Performance DDR3 memory that requires a voltage higher than 1.65V may permanently damage Core i7 CPUs.
It looks like Intel’s upcoming Core i7 platform will have tight limits on the maximum DIMM voltages that can be safely used. According to information uncovered at the Inquirer, motherboard manufactures have been told by Intel that DDR3 memory when set to use voltages higher than 1.65V can burn out the CPU of upcoming Core i7 platforms.
Images of an unreleased Asus X58 motherboard in its apparent retail packaging show a sticker placed across the DIMM slots stating “According to Intel CPU SPEC, DIMMs with voltage setting over 1.65V may damage the CPU permanently. We recommend you install the DIMMs with the voltage setting below 1.65V.” According to the Inquirer, Asus had said it is safely running memory kits at 1.7V in its labs, but beyond that voltage you are on your own.
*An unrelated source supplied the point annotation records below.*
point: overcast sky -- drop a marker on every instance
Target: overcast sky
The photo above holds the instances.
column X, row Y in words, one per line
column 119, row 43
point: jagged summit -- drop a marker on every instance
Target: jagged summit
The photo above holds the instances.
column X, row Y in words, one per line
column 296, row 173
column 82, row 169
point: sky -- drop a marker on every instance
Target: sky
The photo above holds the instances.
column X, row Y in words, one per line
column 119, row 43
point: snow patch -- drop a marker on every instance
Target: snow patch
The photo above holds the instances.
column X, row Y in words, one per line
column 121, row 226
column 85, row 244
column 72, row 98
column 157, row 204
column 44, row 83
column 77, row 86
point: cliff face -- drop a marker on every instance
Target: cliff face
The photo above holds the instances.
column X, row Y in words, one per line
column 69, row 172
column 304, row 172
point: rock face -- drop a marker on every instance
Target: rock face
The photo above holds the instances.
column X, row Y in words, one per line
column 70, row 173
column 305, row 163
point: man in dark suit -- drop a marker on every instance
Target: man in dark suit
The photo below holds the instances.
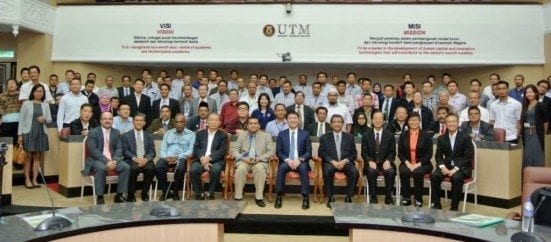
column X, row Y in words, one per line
column 338, row 153
column 165, row 100
column 305, row 113
column 212, row 160
column 139, row 103
column 321, row 127
column 378, row 153
column 106, row 157
column 294, row 150
column 126, row 89
column 138, row 149
column 454, row 156
column 476, row 128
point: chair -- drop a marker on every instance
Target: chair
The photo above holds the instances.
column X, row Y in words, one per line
column 88, row 180
column 469, row 185
column 224, row 175
column 499, row 135
column 340, row 177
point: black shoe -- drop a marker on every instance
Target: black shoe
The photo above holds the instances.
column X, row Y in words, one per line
column 120, row 199
column 130, row 197
column 348, row 199
column 278, row 202
column 373, row 199
column 260, row 203
column 305, row 203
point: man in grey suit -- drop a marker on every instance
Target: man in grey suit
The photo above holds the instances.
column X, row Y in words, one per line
column 139, row 151
column 203, row 89
column 105, row 154
column 252, row 151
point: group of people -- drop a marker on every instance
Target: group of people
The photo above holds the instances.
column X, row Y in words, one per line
column 195, row 116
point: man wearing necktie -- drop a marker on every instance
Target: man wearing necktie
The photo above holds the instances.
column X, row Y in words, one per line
column 337, row 151
column 252, row 151
column 139, row 151
column 105, row 154
column 294, row 150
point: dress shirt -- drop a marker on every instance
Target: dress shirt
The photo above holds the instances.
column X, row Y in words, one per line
column 69, row 108
column 506, row 115
column 177, row 144
column 274, row 127
column 123, row 126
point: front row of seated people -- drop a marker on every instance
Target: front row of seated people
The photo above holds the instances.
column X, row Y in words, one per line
column 134, row 152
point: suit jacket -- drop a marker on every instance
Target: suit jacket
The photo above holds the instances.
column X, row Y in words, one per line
column 304, row 145
column 213, row 108
column 129, row 147
column 264, row 146
column 461, row 154
column 328, row 149
column 308, row 114
column 143, row 107
column 94, row 144
column 156, row 124
column 484, row 129
column 387, row 147
column 217, row 150
column 423, row 151
column 76, row 126
column 313, row 128
column 173, row 105
column 26, row 117
column 426, row 116
column 121, row 92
When Tom’s Hardware contacted Intel on the matter, Intel told us that it could not comment since details regarding Core i7 platform overclocking have not yet been made public. Intel did say however that it feels that knowledgeable overclockers will be pleased; a statement that agrees with early reviews of the Core i7 platform.
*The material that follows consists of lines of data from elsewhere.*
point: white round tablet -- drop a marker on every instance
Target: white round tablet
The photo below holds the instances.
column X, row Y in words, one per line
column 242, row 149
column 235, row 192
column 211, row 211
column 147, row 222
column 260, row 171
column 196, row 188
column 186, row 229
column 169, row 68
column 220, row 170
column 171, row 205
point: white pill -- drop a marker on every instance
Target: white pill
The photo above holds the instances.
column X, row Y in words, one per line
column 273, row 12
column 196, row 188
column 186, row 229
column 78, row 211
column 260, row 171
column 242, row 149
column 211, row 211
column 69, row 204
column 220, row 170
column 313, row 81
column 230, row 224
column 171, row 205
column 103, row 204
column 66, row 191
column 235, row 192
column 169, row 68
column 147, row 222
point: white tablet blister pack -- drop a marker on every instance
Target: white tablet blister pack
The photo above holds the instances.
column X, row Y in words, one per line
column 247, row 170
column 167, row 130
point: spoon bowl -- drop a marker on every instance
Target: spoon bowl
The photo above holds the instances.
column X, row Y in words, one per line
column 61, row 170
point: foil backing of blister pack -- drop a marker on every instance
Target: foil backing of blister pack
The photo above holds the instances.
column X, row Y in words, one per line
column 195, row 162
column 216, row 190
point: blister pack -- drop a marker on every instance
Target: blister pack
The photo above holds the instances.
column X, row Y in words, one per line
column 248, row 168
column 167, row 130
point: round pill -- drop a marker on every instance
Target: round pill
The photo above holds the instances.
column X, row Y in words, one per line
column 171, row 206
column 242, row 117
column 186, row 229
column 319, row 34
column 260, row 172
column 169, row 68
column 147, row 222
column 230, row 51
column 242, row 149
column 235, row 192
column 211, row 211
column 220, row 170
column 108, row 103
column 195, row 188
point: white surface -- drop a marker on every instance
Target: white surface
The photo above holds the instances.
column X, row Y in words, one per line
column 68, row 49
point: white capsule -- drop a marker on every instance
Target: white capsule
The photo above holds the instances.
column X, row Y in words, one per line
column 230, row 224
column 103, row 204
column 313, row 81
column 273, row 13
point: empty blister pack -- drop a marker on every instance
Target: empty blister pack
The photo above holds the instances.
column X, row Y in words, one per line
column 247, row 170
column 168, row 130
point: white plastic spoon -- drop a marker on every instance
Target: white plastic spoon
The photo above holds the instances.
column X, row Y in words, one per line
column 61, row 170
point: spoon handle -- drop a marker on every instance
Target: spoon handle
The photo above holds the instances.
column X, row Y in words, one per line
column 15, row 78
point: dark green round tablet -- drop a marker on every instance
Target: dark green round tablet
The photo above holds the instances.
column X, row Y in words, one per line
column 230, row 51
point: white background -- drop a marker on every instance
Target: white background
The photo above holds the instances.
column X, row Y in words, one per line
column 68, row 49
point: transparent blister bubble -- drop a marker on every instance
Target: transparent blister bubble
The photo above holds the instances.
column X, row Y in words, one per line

What we do know about Intel’s upcoming Core i7 platform is that it does not use a Front-Side Bus, making CPU overclocking essentially independent of the RAM. According to Fudzilla however, CPU and memory voltages on the Core i7 platform are synchronous, creating a potential limit for extreme overclocking if the CPU can only handle 1.65V safely.
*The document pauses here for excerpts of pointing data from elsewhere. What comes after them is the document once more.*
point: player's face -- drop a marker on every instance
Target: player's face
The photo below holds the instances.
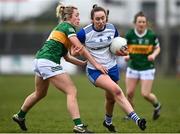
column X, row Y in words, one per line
column 141, row 24
column 75, row 20
column 99, row 20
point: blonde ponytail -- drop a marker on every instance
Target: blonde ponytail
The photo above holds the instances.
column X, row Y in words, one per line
column 64, row 12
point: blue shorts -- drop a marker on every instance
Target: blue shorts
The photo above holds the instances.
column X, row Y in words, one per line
column 94, row 74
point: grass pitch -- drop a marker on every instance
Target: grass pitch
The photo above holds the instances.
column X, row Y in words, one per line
column 50, row 115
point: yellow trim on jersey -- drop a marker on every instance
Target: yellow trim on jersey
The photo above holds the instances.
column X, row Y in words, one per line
column 140, row 49
column 60, row 37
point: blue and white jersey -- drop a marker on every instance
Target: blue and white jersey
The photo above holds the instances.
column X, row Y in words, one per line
column 98, row 42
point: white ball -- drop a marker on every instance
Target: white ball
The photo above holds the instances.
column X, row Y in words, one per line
column 118, row 43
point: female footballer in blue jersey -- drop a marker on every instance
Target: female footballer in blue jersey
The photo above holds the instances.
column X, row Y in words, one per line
column 48, row 69
column 97, row 37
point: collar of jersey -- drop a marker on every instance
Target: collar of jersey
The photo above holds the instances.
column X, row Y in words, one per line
column 98, row 30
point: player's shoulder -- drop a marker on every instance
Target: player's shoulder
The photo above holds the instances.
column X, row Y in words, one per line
column 110, row 26
column 151, row 32
column 130, row 32
column 88, row 28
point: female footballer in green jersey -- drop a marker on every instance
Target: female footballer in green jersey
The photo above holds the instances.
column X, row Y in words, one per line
column 143, row 47
column 61, row 43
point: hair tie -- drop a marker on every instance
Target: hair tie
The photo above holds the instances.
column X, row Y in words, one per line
column 95, row 5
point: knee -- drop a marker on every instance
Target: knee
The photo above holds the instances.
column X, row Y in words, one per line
column 145, row 95
column 72, row 93
column 130, row 94
column 110, row 100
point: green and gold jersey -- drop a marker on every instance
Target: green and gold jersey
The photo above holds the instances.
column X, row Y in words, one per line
column 139, row 49
column 58, row 43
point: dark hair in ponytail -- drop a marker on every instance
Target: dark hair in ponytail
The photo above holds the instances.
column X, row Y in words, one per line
column 97, row 8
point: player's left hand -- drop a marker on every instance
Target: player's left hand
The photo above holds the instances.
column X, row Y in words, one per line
column 122, row 52
column 151, row 57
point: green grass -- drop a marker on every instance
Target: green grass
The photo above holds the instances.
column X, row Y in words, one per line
column 50, row 114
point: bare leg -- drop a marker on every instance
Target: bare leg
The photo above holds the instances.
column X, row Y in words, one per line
column 130, row 89
column 146, row 91
column 63, row 83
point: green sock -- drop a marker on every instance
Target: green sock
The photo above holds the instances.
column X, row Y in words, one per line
column 21, row 114
column 77, row 122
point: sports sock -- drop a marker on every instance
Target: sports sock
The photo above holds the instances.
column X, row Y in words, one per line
column 134, row 117
column 108, row 119
column 78, row 122
column 21, row 114
column 157, row 105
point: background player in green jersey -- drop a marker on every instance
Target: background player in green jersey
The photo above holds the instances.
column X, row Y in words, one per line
column 143, row 47
column 96, row 37
column 48, row 69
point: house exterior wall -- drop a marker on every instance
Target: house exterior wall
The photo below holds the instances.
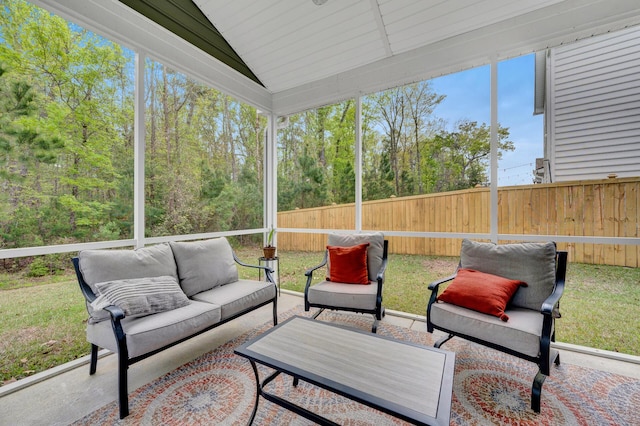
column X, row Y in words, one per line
column 593, row 107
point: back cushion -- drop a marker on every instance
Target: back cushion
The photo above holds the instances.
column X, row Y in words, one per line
column 533, row 263
column 203, row 265
column 109, row 265
column 374, row 252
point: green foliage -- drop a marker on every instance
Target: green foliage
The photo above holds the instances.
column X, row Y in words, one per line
column 38, row 268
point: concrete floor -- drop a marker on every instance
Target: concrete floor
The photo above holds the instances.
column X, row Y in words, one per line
column 67, row 393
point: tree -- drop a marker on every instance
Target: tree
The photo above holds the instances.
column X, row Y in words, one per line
column 463, row 155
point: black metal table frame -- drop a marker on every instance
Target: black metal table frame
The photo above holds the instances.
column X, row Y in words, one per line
column 276, row 259
column 298, row 374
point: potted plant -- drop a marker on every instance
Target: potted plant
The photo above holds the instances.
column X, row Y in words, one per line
column 269, row 250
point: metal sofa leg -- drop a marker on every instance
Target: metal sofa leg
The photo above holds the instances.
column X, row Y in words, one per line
column 536, row 391
column 123, row 394
column 275, row 312
column 94, row 359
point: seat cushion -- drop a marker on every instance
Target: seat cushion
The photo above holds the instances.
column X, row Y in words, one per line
column 145, row 334
column 341, row 295
column 203, row 265
column 374, row 252
column 521, row 333
column 238, row 296
column 533, row 263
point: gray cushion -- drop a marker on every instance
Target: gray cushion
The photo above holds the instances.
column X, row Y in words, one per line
column 374, row 252
column 203, row 265
column 145, row 334
column 341, row 295
column 107, row 265
column 141, row 296
column 238, row 296
column 533, row 263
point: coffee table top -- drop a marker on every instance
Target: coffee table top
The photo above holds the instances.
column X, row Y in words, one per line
column 402, row 378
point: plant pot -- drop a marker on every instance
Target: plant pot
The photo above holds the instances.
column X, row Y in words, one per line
column 269, row 252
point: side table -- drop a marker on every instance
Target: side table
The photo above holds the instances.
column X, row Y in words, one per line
column 267, row 262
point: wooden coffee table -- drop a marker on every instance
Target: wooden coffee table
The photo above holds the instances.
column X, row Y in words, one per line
column 406, row 380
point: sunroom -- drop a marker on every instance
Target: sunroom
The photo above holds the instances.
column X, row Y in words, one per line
column 307, row 116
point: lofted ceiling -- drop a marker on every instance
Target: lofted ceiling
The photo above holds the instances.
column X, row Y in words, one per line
column 285, row 56
column 288, row 43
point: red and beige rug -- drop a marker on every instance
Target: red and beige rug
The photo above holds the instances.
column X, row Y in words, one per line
column 490, row 388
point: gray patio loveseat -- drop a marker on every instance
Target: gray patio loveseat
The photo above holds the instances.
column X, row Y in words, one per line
column 143, row 301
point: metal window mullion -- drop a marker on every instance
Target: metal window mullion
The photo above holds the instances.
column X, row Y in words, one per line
column 493, row 208
column 358, row 165
column 139, row 152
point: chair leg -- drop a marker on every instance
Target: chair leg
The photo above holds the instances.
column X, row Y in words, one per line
column 94, row 359
column 123, row 394
column 536, row 391
column 442, row 341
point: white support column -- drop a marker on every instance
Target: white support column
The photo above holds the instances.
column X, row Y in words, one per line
column 358, row 165
column 493, row 231
column 139, row 152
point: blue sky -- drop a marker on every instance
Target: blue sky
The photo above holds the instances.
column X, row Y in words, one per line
column 468, row 97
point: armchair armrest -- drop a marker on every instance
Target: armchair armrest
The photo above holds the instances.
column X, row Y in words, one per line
column 309, row 272
column 550, row 303
column 383, row 268
column 434, row 285
column 116, row 312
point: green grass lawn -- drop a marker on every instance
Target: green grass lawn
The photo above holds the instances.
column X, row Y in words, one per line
column 43, row 319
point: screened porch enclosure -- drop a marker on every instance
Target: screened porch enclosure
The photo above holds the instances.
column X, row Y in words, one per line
column 303, row 113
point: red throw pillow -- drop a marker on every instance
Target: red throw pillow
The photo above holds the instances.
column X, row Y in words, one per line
column 348, row 264
column 481, row 292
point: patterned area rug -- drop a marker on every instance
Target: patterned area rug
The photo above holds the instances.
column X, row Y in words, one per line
column 490, row 388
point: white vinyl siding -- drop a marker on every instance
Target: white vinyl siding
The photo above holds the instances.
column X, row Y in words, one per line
column 595, row 107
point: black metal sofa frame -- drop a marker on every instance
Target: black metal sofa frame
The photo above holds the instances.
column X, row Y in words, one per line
column 117, row 315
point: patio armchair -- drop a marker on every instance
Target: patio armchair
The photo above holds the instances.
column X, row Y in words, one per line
column 505, row 297
column 356, row 265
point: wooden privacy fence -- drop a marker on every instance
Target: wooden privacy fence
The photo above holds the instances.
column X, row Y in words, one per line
column 598, row 208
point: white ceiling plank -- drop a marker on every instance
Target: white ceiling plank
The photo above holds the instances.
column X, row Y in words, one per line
column 554, row 25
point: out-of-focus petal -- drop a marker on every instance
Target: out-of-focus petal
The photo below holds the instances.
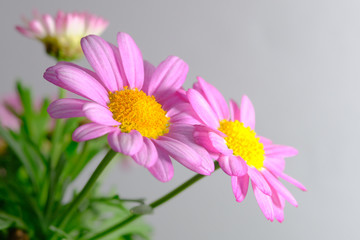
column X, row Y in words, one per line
column 77, row 81
column 102, row 59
What this also means is that consumers wishing to use current generation performance DDR3 memory with a Core i7 system may be in for a disappointment. Much of the performance memory currently available use a voltage greater than 1.7V, such as Patriot’s Viper 4GB 2000 MHz DDR3 memory that operates at 2.0V. It is expected that memory manufactures will release DDR3 memory kits designed for the Core i7 platform with some manufactures already announcing such plans. For example, A-Data’s recently announced a tri-channel DDR3 memory kit that operates between 1.65V to 1.75V and offers a latency setting of 7-7-7-20 2T for DDR3-1333+.
Unlike Intel’s Core 2 platform, the Core i7 platform uses triple channel memory, meaning memory kits designed for the Core i7 platform will come with three memory sticks instead of two. This fact alone might help prevent consumers from accidentally buying memory kits incompatible with Core i7 systems. Intel is expected to release the Core i7 platform in November for the upper mainstream, performance and enthusiastic markets.